We run a pro-bono telephone helpline for Gypsies and Travellers, and have taken many cases to the Higher Courts which have changed the law. We have won several awards, including Social Welfare Law Firm/Not for profit agency at the Legal Aid Lawyer of the Year awards 2017. We employ 43 staff including; 28 fee earners, of whom 25 are solicitors. Virtually all of our work is either legally aided or pro-bono. We have a minimal amount of privately paying work. We cannot meet the demand for our services, turning away twice as many potential clients as we take on. We run the Housing Possession Court Duty Scheme in Birmingham under a contract with the Legal Aid Agency. This is the largest such scheme in the country, and in the year to October 2019 we will have assisted 4535 defendants facing proceedings for possession of their home. We currently have 380 live files where we act for defendants to possession proceedings with the benefit of legal aid certificates.
We are dismayed by the peremptory manner in which legally aided cases are dealt with in the consultation. Legally Aided Claimants are identified as a group upon which the proposed reforms will have minimal impact. The Impact Assessment (the “IA”) baldly states that “As there are very few legally aided damages claims …….the volume of claims likely to be affected by this proposal is minimal.” We have seen the response of Housing Law Practitioners Association which deals extensively with Housing Disrepair Claims and we agree with what they say. The remaining civil claims for which legal aid is granted to Claimants are likely to be claims for unlawful eviction, where often very urgent work is needed to secure re-entry to the tenant’s home or the prevention of the disposal of all their worldly goods, often following violent episodes. These claims do not fit easily into the fixed costs regime, as they are atypical of most litigation.

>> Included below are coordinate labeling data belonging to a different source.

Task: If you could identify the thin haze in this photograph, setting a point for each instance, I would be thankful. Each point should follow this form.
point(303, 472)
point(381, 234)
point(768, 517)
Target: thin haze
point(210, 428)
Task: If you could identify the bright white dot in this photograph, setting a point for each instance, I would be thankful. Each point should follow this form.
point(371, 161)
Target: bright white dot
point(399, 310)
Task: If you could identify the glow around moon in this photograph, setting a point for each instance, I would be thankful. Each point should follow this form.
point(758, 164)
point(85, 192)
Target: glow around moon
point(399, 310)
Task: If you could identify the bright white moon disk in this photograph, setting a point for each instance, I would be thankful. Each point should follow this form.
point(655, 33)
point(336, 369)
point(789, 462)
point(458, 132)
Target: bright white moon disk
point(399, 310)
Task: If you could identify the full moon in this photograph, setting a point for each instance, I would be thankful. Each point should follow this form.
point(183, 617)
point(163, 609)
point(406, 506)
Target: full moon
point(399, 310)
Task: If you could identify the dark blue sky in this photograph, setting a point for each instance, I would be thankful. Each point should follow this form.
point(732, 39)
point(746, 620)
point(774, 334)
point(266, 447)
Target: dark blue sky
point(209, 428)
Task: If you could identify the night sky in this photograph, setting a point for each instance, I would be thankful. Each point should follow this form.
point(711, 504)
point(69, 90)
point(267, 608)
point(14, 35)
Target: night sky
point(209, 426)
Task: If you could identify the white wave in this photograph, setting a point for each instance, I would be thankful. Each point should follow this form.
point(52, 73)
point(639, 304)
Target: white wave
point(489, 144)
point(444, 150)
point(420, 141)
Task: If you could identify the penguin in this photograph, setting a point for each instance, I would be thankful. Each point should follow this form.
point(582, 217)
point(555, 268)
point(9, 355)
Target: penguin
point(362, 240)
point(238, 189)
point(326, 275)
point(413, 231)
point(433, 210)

The most glaring omission in the consultation document and the fatal flaw to its analysis of the effect of the proposals on legal aid firms is laid bare by the statement “For the same reason as set out for legally aided claimants above, the impact on legal aid firms is estimated to be minimal.” There has been absolutely no analysis of the impact on legally aided defendants. This failure is evident in the IA, the Equalities Statement (the “ES”), and the paper itself.

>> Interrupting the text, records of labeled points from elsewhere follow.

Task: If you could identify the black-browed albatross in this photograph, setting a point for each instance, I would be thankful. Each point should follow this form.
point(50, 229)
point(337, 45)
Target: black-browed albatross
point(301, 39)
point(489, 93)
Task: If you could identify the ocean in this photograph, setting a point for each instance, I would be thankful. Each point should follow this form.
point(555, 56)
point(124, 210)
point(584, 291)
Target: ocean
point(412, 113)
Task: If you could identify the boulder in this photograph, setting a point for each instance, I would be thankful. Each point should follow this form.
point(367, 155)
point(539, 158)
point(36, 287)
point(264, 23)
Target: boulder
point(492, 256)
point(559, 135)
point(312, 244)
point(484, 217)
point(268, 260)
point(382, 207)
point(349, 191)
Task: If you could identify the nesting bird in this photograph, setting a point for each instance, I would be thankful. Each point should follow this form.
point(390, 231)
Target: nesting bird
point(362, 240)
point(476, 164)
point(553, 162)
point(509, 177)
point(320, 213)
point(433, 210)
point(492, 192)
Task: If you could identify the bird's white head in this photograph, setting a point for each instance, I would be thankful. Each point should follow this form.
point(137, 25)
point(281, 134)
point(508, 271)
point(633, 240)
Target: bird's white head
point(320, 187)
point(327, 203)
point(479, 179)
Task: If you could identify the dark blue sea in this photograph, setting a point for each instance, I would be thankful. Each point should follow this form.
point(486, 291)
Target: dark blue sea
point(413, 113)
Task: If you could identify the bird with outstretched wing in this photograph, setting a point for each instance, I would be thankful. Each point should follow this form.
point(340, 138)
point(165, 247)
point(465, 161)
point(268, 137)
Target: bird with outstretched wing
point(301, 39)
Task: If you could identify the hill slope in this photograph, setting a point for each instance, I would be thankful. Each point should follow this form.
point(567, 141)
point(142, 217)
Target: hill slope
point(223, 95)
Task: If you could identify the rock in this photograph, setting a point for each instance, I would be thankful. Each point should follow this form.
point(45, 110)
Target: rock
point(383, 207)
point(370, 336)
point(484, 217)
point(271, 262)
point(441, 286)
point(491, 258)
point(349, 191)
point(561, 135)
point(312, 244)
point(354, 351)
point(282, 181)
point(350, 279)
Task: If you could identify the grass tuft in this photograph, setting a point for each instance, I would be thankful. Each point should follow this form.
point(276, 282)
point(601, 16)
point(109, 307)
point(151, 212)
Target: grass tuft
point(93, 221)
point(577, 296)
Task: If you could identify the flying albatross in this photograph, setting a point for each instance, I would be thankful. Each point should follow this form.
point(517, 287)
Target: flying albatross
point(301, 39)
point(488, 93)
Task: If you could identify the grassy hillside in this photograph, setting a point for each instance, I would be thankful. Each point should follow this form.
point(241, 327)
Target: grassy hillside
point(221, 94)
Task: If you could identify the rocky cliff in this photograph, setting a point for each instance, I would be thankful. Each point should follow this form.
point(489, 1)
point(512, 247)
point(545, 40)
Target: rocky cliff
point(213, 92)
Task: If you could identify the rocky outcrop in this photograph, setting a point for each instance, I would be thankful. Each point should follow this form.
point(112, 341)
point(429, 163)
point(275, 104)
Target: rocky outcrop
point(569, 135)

Far from the impact on legal aid firms being minimal, on those firms like CLP who practise legally aided housing law including defending possession proceedings, it will be devastating. It is no answer to say “it is unlikely that the FRC rates will be lower than legal aid rates”. Legal Aid rates of pay are not viable, and firms such as ours rely on inter partes costs recovered to cross subsidise work done at legal aid rates. This has been recognised by the Supreme Court in the case of Governing Body of JFS and others  UKSC 1:
“It is one thing for solicitors who do a substantial amount of publicly funded work, and who have to fund the substantial overheads that sustaining a legal practice involves, to take the risk of being paid at lower rates if a publicly funded case turns out to be unsuccessful. It is quite another for them to be unable to recover remuneration at inter partes rates in the event that their case is successful. If that were to become the practice, their business would very soon become financially unsustainable. ….”

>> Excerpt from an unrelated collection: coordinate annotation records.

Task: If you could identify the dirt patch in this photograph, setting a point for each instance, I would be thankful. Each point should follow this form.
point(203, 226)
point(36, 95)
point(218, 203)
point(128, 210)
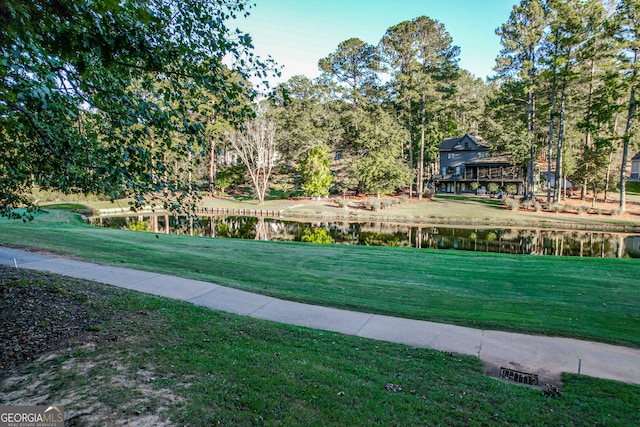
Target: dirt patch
point(39, 315)
point(51, 329)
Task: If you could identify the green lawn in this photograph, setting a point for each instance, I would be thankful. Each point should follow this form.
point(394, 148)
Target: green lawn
point(187, 365)
point(594, 299)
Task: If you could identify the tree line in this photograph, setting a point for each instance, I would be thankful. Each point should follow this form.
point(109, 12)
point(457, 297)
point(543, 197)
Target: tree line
point(93, 101)
point(563, 96)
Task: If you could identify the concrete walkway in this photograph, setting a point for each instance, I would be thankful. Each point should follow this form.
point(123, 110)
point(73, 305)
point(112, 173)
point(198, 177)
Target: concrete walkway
point(546, 356)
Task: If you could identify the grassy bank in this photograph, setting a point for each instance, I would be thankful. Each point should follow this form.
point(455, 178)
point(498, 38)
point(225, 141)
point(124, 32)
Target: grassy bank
point(594, 299)
point(153, 361)
point(444, 209)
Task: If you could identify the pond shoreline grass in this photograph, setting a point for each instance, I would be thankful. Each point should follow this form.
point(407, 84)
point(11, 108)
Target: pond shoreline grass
point(591, 299)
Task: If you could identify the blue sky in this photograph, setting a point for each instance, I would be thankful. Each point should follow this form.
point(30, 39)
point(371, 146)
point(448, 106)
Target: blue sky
point(297, 33)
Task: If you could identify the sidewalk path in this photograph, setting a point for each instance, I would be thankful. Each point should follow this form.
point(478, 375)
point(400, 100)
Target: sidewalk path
point(546, 356)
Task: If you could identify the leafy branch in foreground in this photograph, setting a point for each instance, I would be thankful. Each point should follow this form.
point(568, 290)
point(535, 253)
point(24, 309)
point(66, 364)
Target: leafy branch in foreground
point(93, 94)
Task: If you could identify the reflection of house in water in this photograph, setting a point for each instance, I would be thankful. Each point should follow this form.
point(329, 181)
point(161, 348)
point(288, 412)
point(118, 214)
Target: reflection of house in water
point(508, 241)
point(632, 244)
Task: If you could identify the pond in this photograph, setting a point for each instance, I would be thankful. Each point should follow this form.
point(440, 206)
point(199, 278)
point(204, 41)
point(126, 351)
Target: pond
point(484, 239)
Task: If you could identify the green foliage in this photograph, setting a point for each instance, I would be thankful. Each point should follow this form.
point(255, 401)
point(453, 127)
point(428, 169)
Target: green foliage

These proposals, if applied to legally aided possession claims, will put us out of business, and are likely to do the same to other firms like ours. There is already a recognised national shortage of legal aid housing law providers. The Ministry of Justice (“the MOJ”) should be encouraging further providers into the legal aid housing law market, not threatening the very existence of those of us in it.
The consultation document, IA and ES are shot through with a complete lack of understanding of legal aid practice, which is alarming given that the MOJ is responsible for legal aid policy.
The supposed benefits of the FRC regime are simply not available to legal aid lawyers and their clients:
[paragraph 82, IA]: “solicitors would no longer have to maintain documentation required for costs assessment ….”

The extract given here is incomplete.